School of forestry and environmental studies

School Notes: School of the Environment
March/April 2008

Ingrid C. “Indy” Burke | http://environment.yale.edu

Science of sustainability focus of Hawaii gathering

Marian Chertow, associate professor of industrial environmental management at the environment school, discussed her research in industrial ecology at a gathering of Hawaiian business leaders and 40 Yale alumni at the Pacific Club in Honolulu. Chertow studies how businesses cluster in places as varied as Hawaii, Puerto Rico, and mainland China. She has recently proposed a new approach to encouraging corporate greening: map the symbioses -- the waste, water and power exchanges, and other beneficial relationships -- that exist among businesses; show companies that they have already begun to build industrial ecosystems; then help them to do more of the same. "Business people just want to know the rules of the game so that they can go out and play hard," said Chertow. "If we have green rules, then they can go play the green game hard."

While researching the Campbell Industrial Park near Honolulu, Chertow's team found that eight companies were trading seven different kinds of materials among themselves. Yet companies weren't aware of what their neighbors were doing or how they might benefit from sharing resources. Chertow, who has found similar exchanges taking place in a large industrial complex in China, now leads Yale's new Program on Industrial Ecology in Developing Countries.

Agriculture changing chemistry of Mississippi River

Midwestern farming has injected the equivalent of five Connecticut River's worth of irrigation water annually into the Mississippi River during the past 50 years, as well as large amounts of carbon dioxide, according to a study published in January in Nature by researchers at Yale and Louisiana State universities.

"It's like the discovery of a new, large river being piped out of the corn belt," said Pete Raymond, lead author of the study and associate professor of ecosystem ecology at the environment school. "Agricultural practices have significantly changed the hydrology and chemistry of the Mississippi River." The researchers concluded that liming and farming practices, such as changes in tile drainage and crop type and rotation, are most likely responsible for the majority of the increase in water and carbon in the Mississippi River, which is North America's largest river. 

Raymond said that the research team analyzed 100-year-old data on the Mississippi River that had been warehoused at two New Orleans water treatment plants, and combined it with data on precipitation and water export. "A notable part of this finding is that changes in farming practices are more important than changes in precipitation to the increase in water being discharged into the river," he said.

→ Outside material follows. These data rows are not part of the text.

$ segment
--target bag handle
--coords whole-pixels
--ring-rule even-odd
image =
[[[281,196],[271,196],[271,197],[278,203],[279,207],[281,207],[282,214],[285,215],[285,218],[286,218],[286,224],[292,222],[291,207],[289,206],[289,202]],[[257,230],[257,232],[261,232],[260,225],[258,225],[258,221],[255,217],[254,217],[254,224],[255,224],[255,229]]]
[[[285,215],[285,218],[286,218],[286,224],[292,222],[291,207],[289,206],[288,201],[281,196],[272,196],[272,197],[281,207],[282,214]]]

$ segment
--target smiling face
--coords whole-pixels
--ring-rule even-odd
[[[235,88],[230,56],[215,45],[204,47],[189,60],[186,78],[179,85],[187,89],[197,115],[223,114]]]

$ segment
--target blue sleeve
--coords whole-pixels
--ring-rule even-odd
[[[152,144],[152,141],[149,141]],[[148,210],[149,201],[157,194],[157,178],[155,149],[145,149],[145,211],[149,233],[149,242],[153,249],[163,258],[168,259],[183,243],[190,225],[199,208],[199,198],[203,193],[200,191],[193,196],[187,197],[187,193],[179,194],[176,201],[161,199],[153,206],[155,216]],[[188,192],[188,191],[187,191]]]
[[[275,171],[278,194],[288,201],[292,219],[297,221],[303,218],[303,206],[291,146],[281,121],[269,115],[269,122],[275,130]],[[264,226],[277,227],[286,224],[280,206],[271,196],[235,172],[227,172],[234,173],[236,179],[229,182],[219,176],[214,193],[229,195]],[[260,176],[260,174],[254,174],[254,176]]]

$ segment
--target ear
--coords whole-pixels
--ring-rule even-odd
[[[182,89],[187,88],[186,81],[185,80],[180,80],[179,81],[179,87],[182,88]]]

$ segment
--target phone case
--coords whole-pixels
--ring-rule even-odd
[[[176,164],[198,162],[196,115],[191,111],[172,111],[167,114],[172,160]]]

The researchers used their data to demonstrate the effects of this excess water on the carbon content of the river, and argue that nutrients and pollution in the water are altering the chemistry of the Gulf of Mexico.

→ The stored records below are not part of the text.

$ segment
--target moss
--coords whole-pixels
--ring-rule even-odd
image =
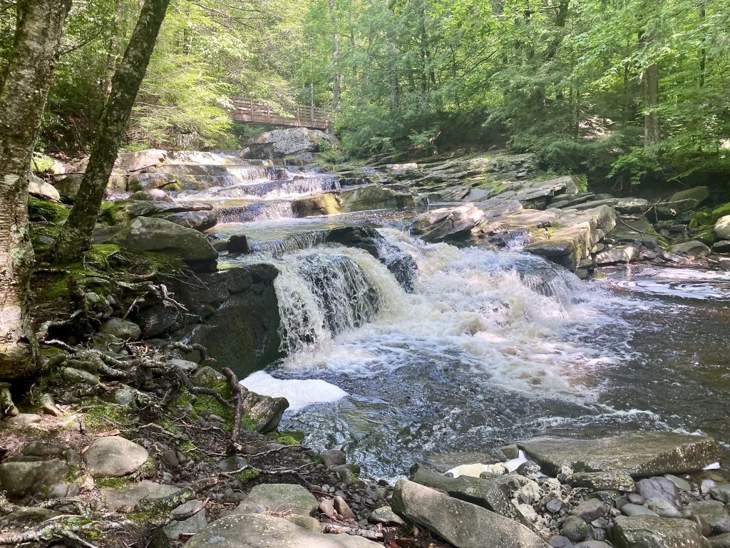
[[[724,217],[726,215],[730,215],[730,202],[712,210],[712,222],[717,222],[718,218]]]
[[[96,396],[85,400],[84,422],[91,433],[105,432],[112,428],[120,430],[129,428],[129,416],[136,408],[135,404],[127,407],[103,401]]]
[[[28,197],[28,218],[31,221],[47,221],[58,223],[69,217],[70,210],[63,204],[47,199]]]
[[[245,485],[247,483],[253,479],[256,479],[258,477],[259,472],[256,468],[247,468],[242,472],[239,472],[236,474],[236,479]]]
[[[123,489],[134,482],[134,479],[131,476],[124,476],[121,478],[99,478],[94,482],[94,486],[107,489]]]

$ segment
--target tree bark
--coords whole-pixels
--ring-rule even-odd
[[[12,58],[0,90],[0,379],[39,367],[28,309],[33,248],[28,175],[71,0],[17,4]]]
[[[124,56],[112,79],[112,91],[73,209],[54,247],[56,263],[76,260],[91,247],[96,216],[169,2],[146,0],[142,7]]]

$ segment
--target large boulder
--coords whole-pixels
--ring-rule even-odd
[[[702,470],[722,456],[711,438],[650,432],[599,439],[533,438],[519,442],[547,473],[567,465],[575,471],[624,470],[632,476]]]
[[[197,230],[161,218],[137,217],[128,222],[94,230],[96,243],[115,243],[132,251],[156,251],[180,257],[191,267],[207,270],[218,252]]]
[[[712,230],[718,240],[730,240],[730,215],[718,218]]]
[[[342,211],[415,208],[415,197],[408,191],[396,191],[377,183],[342,191],[338,196]]]
[[[618,548],[709,548],[699,526],[689,520],[636,516],[617,521],[614,544]]]
[[[266,159],[320,152],[333,148],[336,144],[331,135],[299,127],[261,133],[247,143],[247,146],[249,157]]]
[[[406,479],[398,480],[391,503],[396,514],[457,548],[548,548],[521,523]]]
[[[442,208],[418,216],[411,232],[427,242],[468,240],[484,218],[484,212],[474,204]]]
[[[513,476],[494,476],[489,478],[460,476],[458,478],[450,478],[416,464],[411,467],[410,479],[421,485],[446,491],[455,498],[476,504],[528,525],[528,522],[510,501],[512,492],[519,487],[518,481]]]
[[[325,535],[266,514],[238,514],[213,522],[187,548],[382,548],[361,536]]]
[[[53,185],[46,183],[39,177],[32,173],[28,177],[28,194],[33,194],[41,199],[50,199],[54,202],[61,201],[61,194]]]
[[[149,454],[142,446],[118,435],[99,438],[84,454],[86,470],[95,477],[119,477],[136,471]]]

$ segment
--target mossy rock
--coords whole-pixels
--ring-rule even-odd
[[[714,224],[721,217],[730,215],[730,202],[723,204],[712,210],[712,224]]]
[[[59,223],[69,218],[70,210],[63,204],[28,197],[28,218],[31,221],[46,221]]]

United States ranks 39th in 2008 environmental index

The United States placed 39th in a global list of countries ranked by environmental performance, according to the 2008 Environmental Performance Index (EPI), which was produced by F&ES professor Daniel C. Esty ’86JD and a team of environmental experts at Yale and Columbia universities.

The United States came in significantly behind other industrialized nations like the United Kingdom (14th) and Japan (21st), and ranked 11th in the Americas and behind 22 members of the European Union. The U.S. score reflects top-tier performance in several indicators, including provision of safe drinking water, sanitation, and forest management. But poor scores on greenhouse gas emissions and the impacts of air pollution on ecosystems dragged down the overall U.S. rank.

"The United States' performance indicates that the next administration must not ignore the ecosystem impacts of environmental, agricultural, energy, and water-management policies," said F&ES dean Gus Speth, who called the ranking "a national disgrace." The 2008 EPI ranks Switzerland at the top, followed by Sweden, Norway, Finland, and Costa Rica.

The index, released at the World Economic Forum in Davos on January 23, ranks 149 countries on 25 indicators tracked across six established policy categories: environmental health; air pollution; water resources; biodiversity and habitat; productive natural resources; and climate change. The EPI identifies broadly accepted targets for environmental performance and measures how close each country comes to these goals. As a quantitative gauge of pollution control and natural resource management results, the index provides a powerful tool for improving policymaking and shifting environmental decision-making onto firmer analytic foundations.